Ford, in an interview with The Washington Post, said Kavanaugh forcibly threw her onto a bed and tried to remove her clothes more than 35 years ago at a high school house party. Ford, who said Kavanaugh tried covering her mouth before she escaped, has acknowledged she is unable to recall exactly when the alleged attack occured, who owned the house involved, and why there was a gathering there.
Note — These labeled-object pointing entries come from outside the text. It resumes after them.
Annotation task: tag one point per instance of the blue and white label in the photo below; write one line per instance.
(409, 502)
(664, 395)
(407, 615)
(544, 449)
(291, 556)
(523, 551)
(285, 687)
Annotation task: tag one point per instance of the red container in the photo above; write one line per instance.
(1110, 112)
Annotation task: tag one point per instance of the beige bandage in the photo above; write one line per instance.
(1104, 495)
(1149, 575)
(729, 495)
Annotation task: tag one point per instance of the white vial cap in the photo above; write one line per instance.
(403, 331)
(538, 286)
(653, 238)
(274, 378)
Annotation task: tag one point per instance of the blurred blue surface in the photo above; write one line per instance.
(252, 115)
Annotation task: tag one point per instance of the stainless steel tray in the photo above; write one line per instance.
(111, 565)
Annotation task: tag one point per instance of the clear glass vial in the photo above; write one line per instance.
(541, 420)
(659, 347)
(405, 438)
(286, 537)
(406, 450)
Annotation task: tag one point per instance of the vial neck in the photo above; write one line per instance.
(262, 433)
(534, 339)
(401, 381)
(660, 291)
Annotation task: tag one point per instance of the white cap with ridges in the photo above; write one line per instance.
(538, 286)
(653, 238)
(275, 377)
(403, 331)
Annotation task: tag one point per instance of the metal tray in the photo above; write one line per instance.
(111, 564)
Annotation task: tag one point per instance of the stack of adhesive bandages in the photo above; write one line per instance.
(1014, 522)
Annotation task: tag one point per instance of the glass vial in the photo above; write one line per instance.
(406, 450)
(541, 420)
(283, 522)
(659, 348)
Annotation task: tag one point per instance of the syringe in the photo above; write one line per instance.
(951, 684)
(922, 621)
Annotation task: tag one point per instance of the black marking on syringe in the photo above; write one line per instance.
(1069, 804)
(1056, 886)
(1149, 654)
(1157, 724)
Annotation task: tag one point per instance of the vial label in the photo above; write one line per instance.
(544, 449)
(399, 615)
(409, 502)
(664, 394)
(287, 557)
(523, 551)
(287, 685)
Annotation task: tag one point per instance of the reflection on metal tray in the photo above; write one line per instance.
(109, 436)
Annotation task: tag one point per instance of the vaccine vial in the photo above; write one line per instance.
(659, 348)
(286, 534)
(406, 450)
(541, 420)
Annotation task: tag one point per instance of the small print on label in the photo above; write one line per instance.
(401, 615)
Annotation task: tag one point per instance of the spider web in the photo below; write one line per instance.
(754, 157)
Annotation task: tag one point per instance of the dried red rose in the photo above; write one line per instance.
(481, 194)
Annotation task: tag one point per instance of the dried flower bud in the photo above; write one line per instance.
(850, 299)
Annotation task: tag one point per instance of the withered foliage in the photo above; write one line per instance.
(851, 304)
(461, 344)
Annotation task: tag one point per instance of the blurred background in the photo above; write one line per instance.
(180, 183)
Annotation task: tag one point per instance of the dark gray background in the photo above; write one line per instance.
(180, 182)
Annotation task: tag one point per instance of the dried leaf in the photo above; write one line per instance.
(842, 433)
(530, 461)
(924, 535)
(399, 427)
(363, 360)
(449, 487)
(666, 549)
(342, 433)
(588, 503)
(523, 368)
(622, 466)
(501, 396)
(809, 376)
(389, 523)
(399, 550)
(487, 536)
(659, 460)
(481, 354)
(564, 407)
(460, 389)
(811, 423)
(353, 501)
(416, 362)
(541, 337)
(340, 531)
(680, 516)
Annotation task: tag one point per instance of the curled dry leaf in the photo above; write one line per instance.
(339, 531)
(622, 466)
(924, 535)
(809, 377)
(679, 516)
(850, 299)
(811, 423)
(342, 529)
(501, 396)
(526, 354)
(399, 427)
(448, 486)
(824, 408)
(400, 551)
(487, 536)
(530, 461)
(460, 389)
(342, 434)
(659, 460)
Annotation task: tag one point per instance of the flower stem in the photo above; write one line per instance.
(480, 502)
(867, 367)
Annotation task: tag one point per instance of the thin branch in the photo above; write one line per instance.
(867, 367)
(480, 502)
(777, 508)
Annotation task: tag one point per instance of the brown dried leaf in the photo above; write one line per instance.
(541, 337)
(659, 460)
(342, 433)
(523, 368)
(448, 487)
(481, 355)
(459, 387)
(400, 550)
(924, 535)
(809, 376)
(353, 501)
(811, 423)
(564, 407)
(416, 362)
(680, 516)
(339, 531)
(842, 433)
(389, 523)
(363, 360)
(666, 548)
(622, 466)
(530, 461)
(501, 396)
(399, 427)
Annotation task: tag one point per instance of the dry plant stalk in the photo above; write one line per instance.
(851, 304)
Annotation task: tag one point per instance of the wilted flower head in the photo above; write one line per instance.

She has also said her therapist inaccurately recorded that four boys were involved in the assault, rather than two.

Graham also reacted to reports over the weekend that Deputy Attorney General Rod Rosenstein suggested wearing a wire to take down President Trump -- a remark that a source in the room has told Fox News was "sarcastic."


"We need a special counsel to look at this, not Mr. [Michael] Horowitz, the IG [Inspector General of the Justice Department]," Graham said, after arguing that Rosenstein shouldn't be fired unless the president thinks he's lying. "Rosenstein is doing this country a great disservice by not appointing a special counsel to look at all this.

"There’s a bureaucratic coup against President Trump being undiscovered here," Graham said. "Before the election, the people in question tried to taint the election to tip it in Clintons' favor -- and after the election they are trying to undermine the president. I don’t know what Rosenstein did, but I know what [Andy] McCabe, [Bruce] Ohr, [Lisa] Page and [Peter]Strzok did. They tried to destroy this president."